Anaheim, Calif. — It's southern California and the Tigers know what that means on the American League schedule.
Here comes a frightful trek to Angel Stadium of Anaheim. The Angels' lair. Their playpen. Their torture chamber in which they coax the Tigers to think, for a moment, they might actually win a baseball game at this death trap that for so long has done in Detroit.
It happened again Sunday night, with an ESPN audience witnessing just how sadistic the not-so-angelic Angels can be to their Motown visitors as they scored a pair of runs in the eighth to do in the Tigers, 4-2, and of course sweep their four-game series.
"It was bad," Tigers manager Brad Ausmus said as he surveyed the weekend's wreckage. "You lose four games in a four-game series and it's always bad."
It made no difference that the Tigers twice led, 1-0 and 2-1. Nor did it bother the Angels that staff ace David Price, one of baseball's more imposing artists, was working on behalf of the Tigers.
The Angels won, giving them a 47-16 record over the Tigers since 2001, and running their scorecard to 17-3 against Detroit in their last 20 games.
Price was allowed to pitch the eighth, all because he was at a manageable 99 pitches after seven.
But there was trouble just as quickly as he walked leadoff batter David Freese. Chris Iannetta's bounding chopper to third, an infield single, created more turmoil. They were sacrificed to third base and second on a pretty bunt by Kole Calhoun.
After an intentional walk loaded the bases, Alfredo Marte nearly rescued Detroit when he popped up a 3-1 pitch.
But the reprieve ended when Price was dismissed for Joba Chamberlain, after 121 pitches, and Johnny Giavotella slapped a slider through the middle that Ian Kinsler fielded just a few feet past the infield dirt. Kinsler flipped to Jose Iglesias at second, hoping to force the runner, Grant Green, at second.
The throw wasn't in time. Kirk Nieuwenhuis, pinch running for Freese, scored from third and, as Iglesias stretched to keep his foot on second, Iannetta scored to make it 4-2.
"A weak ball off the end of the bat that barely leaves the field, perfectly placed," Ausmus said, retracing another of a week's bitter scenes.
Even if the Tigers bullpen has behaved itself the past month, Ausmus wasn't taking chances with Price at 99 pitches and a tough eighth inning ahead.

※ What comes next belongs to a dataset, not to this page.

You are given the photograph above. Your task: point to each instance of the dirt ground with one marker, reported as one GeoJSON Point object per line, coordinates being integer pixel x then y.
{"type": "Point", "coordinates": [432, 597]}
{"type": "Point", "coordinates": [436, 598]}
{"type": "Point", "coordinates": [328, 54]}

He chose to keep him in the game, even after the leadoff walk to Freese. It looked like winning strategy, particularly after Price got Marte to pop up the 3-1 pitch to Miguel Cabrera.
But he wasn't going to be pushed past pitch No. 121.
"I don't know how he could have kept going," Ausmus said. "I'm sure he would have told me he could, but I thought he was done."
Price said afterward he was fine as he worked the eighth. He also said the Tigers were indeed "going through a stretch of baseball" that isn't to be recommended.
"We know we're a better team," Price said. "Everybody in here knows that."
Of course, all the should-haves, could-haves that became part of the Ausmus-Price focus wouldn't have been pivotal had the Tigers put a few runs on the board.
As has been their habit of late, a team couldn't coordinate hitting and pitching Sunday. And that led to a seventh loss in their last nine games.
Sunday, the Tigers amassed all of five hits. All but Tyler Collins' double were singles. And that's really no way to beat anybody, let alone a team that at home dares — dares — the Tigers to win a game.
Neither is it a recipe for escaping third place in the American League Central. Nor is it making an early case for Detroit's postseason profile, at least until some important people (Victor Martinez, Justin Verlander, etc.) return.
"We've got to find a way to score runs" Ausmus said. "That's it. We've got to find a way to score runs."
Preferably, earned runs. The Tigers managed only one of those Sunday, in the second inning, on a single from J.D. Martinez, Collins' double, and James McCann's sacrifice fly. They got an unearned run in the sixth, when Giavotella's throwing error allowed Cabrera to score.
The Tigers are now 28-24 and fading like a sun that disappeared Sunday over the Pacific. Fittingly, it was in plain sight of all who had gathered at Angel Stadium for an annual funeral rite known as burying the Tigers.